A nematicide is a type of chemical pesticide used to kill plant-parasitic nematodes. Nematicides have tended to be broad-spectrum toxicants possessing high volatility or other properties promoting migration through the soil. Aldicarb (Temik), a carbamate insecticide marketed by Bayer CropScience, is an example of a commonly used commercial nematicide. It is important in potato production, where it has been used for control of soil-borne nematodes. Aldicarb is a cholinesterase inhibitor, which prevents the breakdown of acetylcholine in the synapse. In case of severe poisoning, the victim dies of respiratory failure. It is no longer authorised for use in the EU and, in August 2010, Bayer CropScience announced that it planned to discontinue aldicarb by 2014. Human health safety and environmental concerns have resulted in the widespread deregistration of several other agronomically important nematicides. Prior to 1985, the persistent halocarbon DBCP was a widely used nematicide and soil fumigant. However, it was banned from use after being linked to sterility among male workers; the Dow Chemical company was subsequently found liable for more than $600 million in damages.
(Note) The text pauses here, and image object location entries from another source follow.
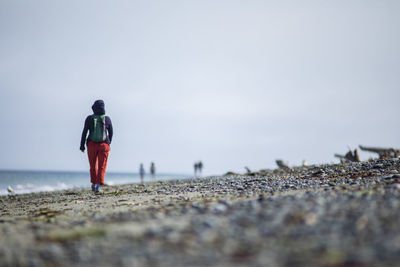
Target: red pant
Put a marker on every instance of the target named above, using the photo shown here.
(98, 155)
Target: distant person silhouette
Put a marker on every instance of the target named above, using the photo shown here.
(141, 172)
(98, 143)
(153, 170)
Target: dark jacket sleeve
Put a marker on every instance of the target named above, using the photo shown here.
(84, 133)
(109, 128)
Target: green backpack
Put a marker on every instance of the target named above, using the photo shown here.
(99, 129)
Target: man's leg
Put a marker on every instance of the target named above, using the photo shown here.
(92, 155)
(103, 151)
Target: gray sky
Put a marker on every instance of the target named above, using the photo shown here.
(231, 83)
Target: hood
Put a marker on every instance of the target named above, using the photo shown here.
(98, 107)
Several natural nematicides are known. An environmentally benign garlic-derived polysulfide product is approved for use in the European Union (under Annex 1 of 91/414) and the UK as a nematicide. Another common natural nematicide is obtained from neem cake, the residue obtained after cold-pressing the fruit and kernels of the neem tree. Known by several names in the world, the tree was first cultivated in India in ancient times and is now widely distributed throughout the world. The root exudate of marigold (Tagetes) is also found to have nematicidal action. Nematophagous fungi, a type of carnivorous fungi, can be useful in controlling nematodes, Paecilomyces being one example.

Besides chemicals, soil steaming can be used in order to kill nematodes. Superheated steam is induced into the soil, which causes almost all organic material to deteriorate.